项目作者: lukasruff

项目描述 :
Repository for the paper "Rethinking Assumptions in Anomaly Detection"
高级语言: Python
项目地址: git://github.com/lukasruff/Classification-AD.git
创建时间: 2020-05-30T15:46:15Z
项目社区:https://github.com/lukasruff/Classification-AD

开源协议:MIT License

下载


Rethinking Assumptions in Deep Anomaly Detection

This repository provides the code for the methods and experiments presented in our ICML UDL 2021 workshop paper ‘Rethinking Assumptions in Deep Anomaly Detection.’

Citation and Contact

You find a PDF of the paper on arXiv: https://arxiv.org/abs/2006.00339.
If you find our work useful, please cite:

  1. @inproceedings{ruff2020rethinking,
  2. title = {Rethinking Assumptions in Deep Anomaly Detection},
  3. author = {Ruff, Lukas and Vandermeulen, Robert A and Franks, Billy Joe and M{\"u}ller, Klaus-Robert and Kloft, Marius},
  4. booktitle = {ICML 2021 Workshop on Uncertainty \& Robustness in Deep Learning},
  5. year = {2021}
  6. }

Abstract

Though anomaly detection (AD) can be viewed as a classification problem (nominal vs. anomalous) it is usually treated in an unsupervised manner since one typically does not have access to, or it is infeasible to utilize, a dataset that sufficiently characterizes what it means to be “anomalous.” In this paper we present results demonstrating that this intuition surprisingly seems not to extend to deep AD on images. For a recent AD benchmark on ImageNet, classifiers trained to discern between normal samples and just a few (64) random natural images are able to outperform the current state of the art in deep AD. Experimentally we discover that the multiscale structure of image data makes example anomalies exceptionally informative.

Installation

This code is written in Python 3.7 and requires the packages listed in requirements.txt. For running the code, we recommend to set up a virtual environment, e.g. via virtualenv or conda, and install the packages therein in the specified versions:

virtualenv

  1. # pip install virtualenv
  2. cd <path-to-repo>
  3. virtualenv myenv
  4. source myenv/bin/activate
  5. pip install -r requirements.txt

conda

  1. cd <path-to-repo>
  2. conda create --name myenv
  3. conda activate myenv
  4. while read requirement; do conda install -n myenv --yes $requirement; done < requirements.txt

Data

We present experiments using the MNIST, EMNIST, CIFAR-10, CIFAR-100, 80 Million Tiny Images, ImageNet-1K, and ImageNet-22K datasets in our paper. These datasets get automatically downloaded to the ./data directory when experiments are run for the first time on the respective datasets, except ImageNet-1K and ImageNet-22K. The ImageNet-1K one-vs-rest anomaly detection benchmark data can be downloaded from https://github.com/hendrycks/ss-ood, which is the repository of the paper that introduced the benchmark, and should be placed in the ./data/imagenet1k directory.
The ImageNet-22K dataset can be downloaded from http://www.image-net.org, which requires a registration. Note that our implementation assumes the ImageNet-22K *.tar archives to be extracted into the ./data/fall11_whole_extracted directory.

Running experiments

All the experiments presented in our paper can be run by using the main.py script. The specific method (hsc, deepSAD, bce, or focal) can be set via the --objective option, e.g. --objective hsc.

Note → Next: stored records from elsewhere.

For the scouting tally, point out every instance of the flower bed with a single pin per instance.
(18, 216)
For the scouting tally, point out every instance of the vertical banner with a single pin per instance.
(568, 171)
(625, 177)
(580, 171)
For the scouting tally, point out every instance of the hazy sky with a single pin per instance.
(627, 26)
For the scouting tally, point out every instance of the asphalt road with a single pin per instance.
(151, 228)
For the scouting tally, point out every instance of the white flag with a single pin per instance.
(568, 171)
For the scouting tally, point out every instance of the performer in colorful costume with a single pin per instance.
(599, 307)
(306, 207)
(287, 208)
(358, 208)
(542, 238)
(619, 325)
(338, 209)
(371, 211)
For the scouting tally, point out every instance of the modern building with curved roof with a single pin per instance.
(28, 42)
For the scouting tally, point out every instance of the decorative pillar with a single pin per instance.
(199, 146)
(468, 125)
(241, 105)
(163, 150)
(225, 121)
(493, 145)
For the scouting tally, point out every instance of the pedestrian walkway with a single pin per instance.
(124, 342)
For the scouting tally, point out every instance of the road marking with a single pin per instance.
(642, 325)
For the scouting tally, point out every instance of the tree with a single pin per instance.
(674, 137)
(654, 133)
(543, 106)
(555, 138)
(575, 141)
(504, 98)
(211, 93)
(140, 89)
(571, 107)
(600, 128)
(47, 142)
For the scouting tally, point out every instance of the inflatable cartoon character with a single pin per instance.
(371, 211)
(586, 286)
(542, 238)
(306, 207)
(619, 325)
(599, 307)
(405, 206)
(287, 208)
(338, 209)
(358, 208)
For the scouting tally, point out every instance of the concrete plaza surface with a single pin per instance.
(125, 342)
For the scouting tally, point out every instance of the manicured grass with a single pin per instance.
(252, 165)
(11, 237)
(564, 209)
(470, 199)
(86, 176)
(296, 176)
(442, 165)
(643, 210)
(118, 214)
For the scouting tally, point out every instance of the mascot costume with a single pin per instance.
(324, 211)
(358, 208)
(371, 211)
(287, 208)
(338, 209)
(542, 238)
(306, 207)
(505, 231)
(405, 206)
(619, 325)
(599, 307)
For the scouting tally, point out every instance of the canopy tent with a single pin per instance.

The main.py script features various options and experimental parameters. Have a look into main.py for all the possible options and arguments.

Below, we present two examples for the CIFAR-10 as well as the ImageNet one-vs-rest anomaly detection benchmarks. The complete bash scripts to reproduce all experimental results reported in our paper are given in ./src/experiments.

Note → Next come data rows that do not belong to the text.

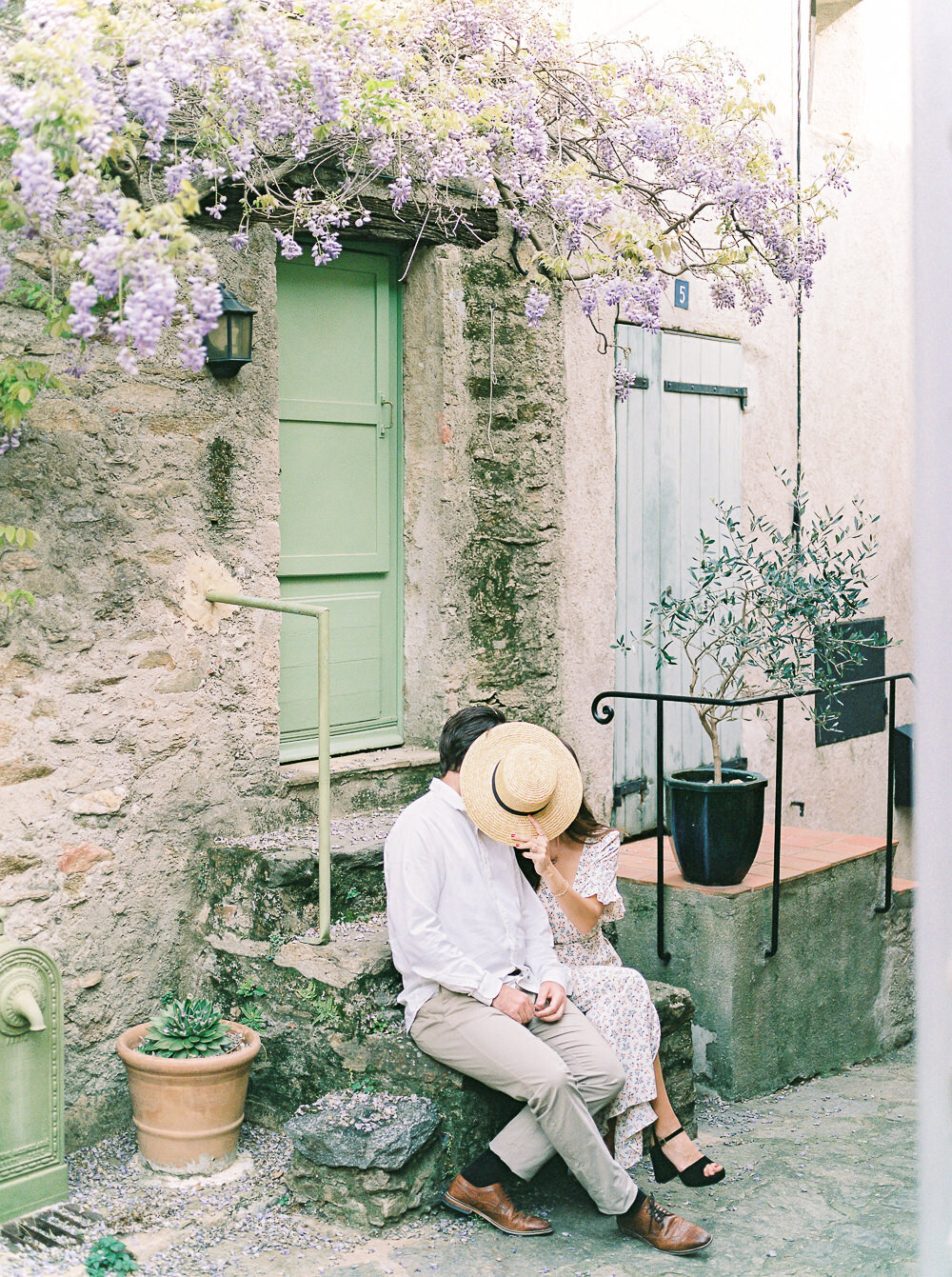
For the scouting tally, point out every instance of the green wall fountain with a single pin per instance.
(32, 1165)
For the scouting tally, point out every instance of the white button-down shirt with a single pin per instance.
(460, 912)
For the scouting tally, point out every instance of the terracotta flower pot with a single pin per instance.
(188, 1112)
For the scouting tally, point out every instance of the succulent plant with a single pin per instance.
(109, 1255)
(184, 1029)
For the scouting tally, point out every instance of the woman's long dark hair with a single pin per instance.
(582, 828)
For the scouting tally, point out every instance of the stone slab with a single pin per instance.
(341, 962)
(838, 991)
(355, 1129)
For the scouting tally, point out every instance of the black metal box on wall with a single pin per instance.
(902, 765)
(861, 711)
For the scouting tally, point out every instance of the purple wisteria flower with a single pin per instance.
(619, 168)
(34, 171)
(536, 307)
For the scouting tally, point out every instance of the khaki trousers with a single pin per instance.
(565, 1071)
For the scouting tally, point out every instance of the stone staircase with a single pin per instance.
(328, 1014)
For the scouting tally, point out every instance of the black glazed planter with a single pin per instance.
(715, 828)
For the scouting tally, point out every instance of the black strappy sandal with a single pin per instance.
(692, 1176)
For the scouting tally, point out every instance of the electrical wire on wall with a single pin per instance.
(798, 509)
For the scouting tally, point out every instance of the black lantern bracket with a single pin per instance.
(228, 344)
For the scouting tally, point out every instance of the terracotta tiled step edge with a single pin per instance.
(802, 850)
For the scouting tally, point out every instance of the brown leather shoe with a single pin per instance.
(493, 1205)
(663, 1230)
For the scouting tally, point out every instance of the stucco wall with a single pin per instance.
(857, 337)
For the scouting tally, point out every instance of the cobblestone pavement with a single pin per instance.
(821, 1183)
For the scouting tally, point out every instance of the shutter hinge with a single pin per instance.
(640, 786)
(738, 392)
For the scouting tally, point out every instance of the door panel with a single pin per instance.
(341, 498)
(677, 455)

CIFAR-10 One-vs-Rest Benchmark using 80 Million Tiny Images as OE

The following runs a Hypersphere Classifier (--objective hsc) experiment on CIFAR-10 with class 0 (airplane) considered to be the normal class with using 80 Million Tiny Images as OE (--oe_dataset_name tinyimages):

  1. cd <path-to-repo>
  2. # activate virtual environment
  3. source myenv/bin/activate # or 'conda activate myenv' for conda
  4. # create folder for experimental outputs
  5. mkdir log/cifar10_test
  6. # change to source directory
  7. cd src
  8. # run experiment
  9. python main.py cifar10 cifar10_LeNet ../log/cifar10_test ../data --rep_dim 256 --objective hsc --outlier_exposure True --oe_dataset_name tinyimages --device cuda --seed 42 --lr 0.001 --n_epochs 200 --lr_milestone 100 --lr_milestone 150 --batch_size 128 --data_augmentation True --data_normalization True --normal_class 0;

ImageNet-1K One-vs-Rest Benchmark using ImageNet-22K as OE

The following runs a Binary Cross-Entropy Classifier (--objective bce) experiment on ImageNet-1K with class 4 (banjo) considered to be the normal class with using ImageNet-22K as OE (--oe_dataset_name imagenet22k):

  1. cd <path-to-repo>
  2. # activate virtual environment
  3. source myenv/bin/activate # or 'conda activate myenv' for conda
  4. # create folders for experimental outputs
  5. mkdir log/imagenet_test
  6. # change to source directory
  7. cd src
  8. # run classifier experiment
  9. python main.py imagenet1k imagenet_WideResNet ../log/imagenet_test ../data --rep_dim 256 --objective bce --outlier_exposure True --oe_dataset_name imagenet22k --device cuda --seed 42 --lr 0.001 --n_epochs 150 --lr_milestone 100 --lr_milestone 125 --batch_size 128 --data_augmentation True --data_normalization True --normal_class 4;

License

MIT